Durante esta ceremonia se bendice el óleo de los catecúmenos, el óleo de los enfermos y se consagra el Santo Crisma, el cual se emplea en los sacramentos que imprimen carácter y se reciben una sola vez en la vida: el Bautismo, la Confirmación y el Orden Sacerdotal.
En su mensaje, Monseñor Luis Carlos Lerma, obispo de la Diócesis de Nuevo Laredo, expresó su esperanza en que este Santo Crisma sea fuente de gracia, especialmente en el sacramento del Orden Sacerdotal e hizo un llamado a los fieles a orar por todas las vocaciones.
“El sacerdocio no sólo se necesita por la escasez, sino porque lo que nadie más lo puede hacer, especialmente en la celebración de la Eucaristía”, destacó el obispo, subrayando la importancia del ministerio sacerdotal dentro de la vida de la Iglesia.
Asimismo, recordó que todas las vocaciones son necesarias, incluyendo el matrimonio, el cual —señaló— no ocurre por accidente, sino que es un llamado que debe discernirse con responsabilidad.
También resaltó la vida religiosa como una entrega total a Dios y reflejo vivo de la Iglesia.
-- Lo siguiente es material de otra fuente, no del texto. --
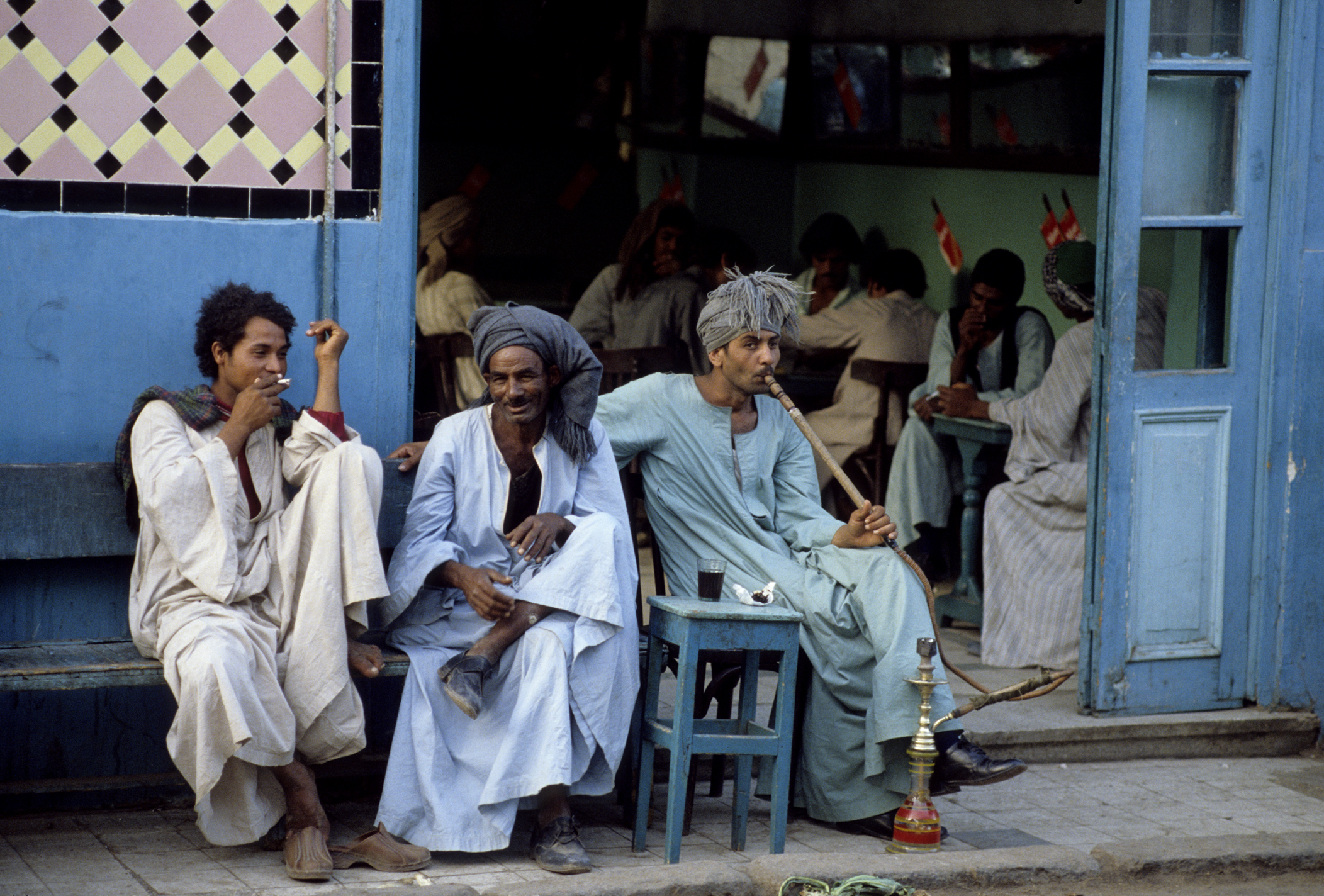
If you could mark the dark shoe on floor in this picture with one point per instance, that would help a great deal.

Dirigiéndose a los sacerdotes, expresó gratitud por su vocación: “Gracias por habernos llamado, por habernos elegido y consagrado como ministros. El ministerio sacerdotal es un don y una gracia que no merecemos, pero que Dios concede para servir a su pueblo”.
Reconoció también las dificultades del sacerdocio, evocando las palabras de San Pablo: “Llevamos este tesoro en vasijas de barro”, e invitó a los presbíteros a fortalecer su vida espiritual mediante la oración constante, la lectura diaria de la Palabra de Dios, la celebración de la Eucaristía, la confesión frecuente, la dirección espiritual, la devoción a la Virgen María y la fraternidad sacerdotal. Finalmente, destacó que el servicio sacerdotal, mediante la evangelización y la atención a los fieles, da sentido pleno a la vida del sacerdote y contribuye al bienestar espiritual de la comunidad.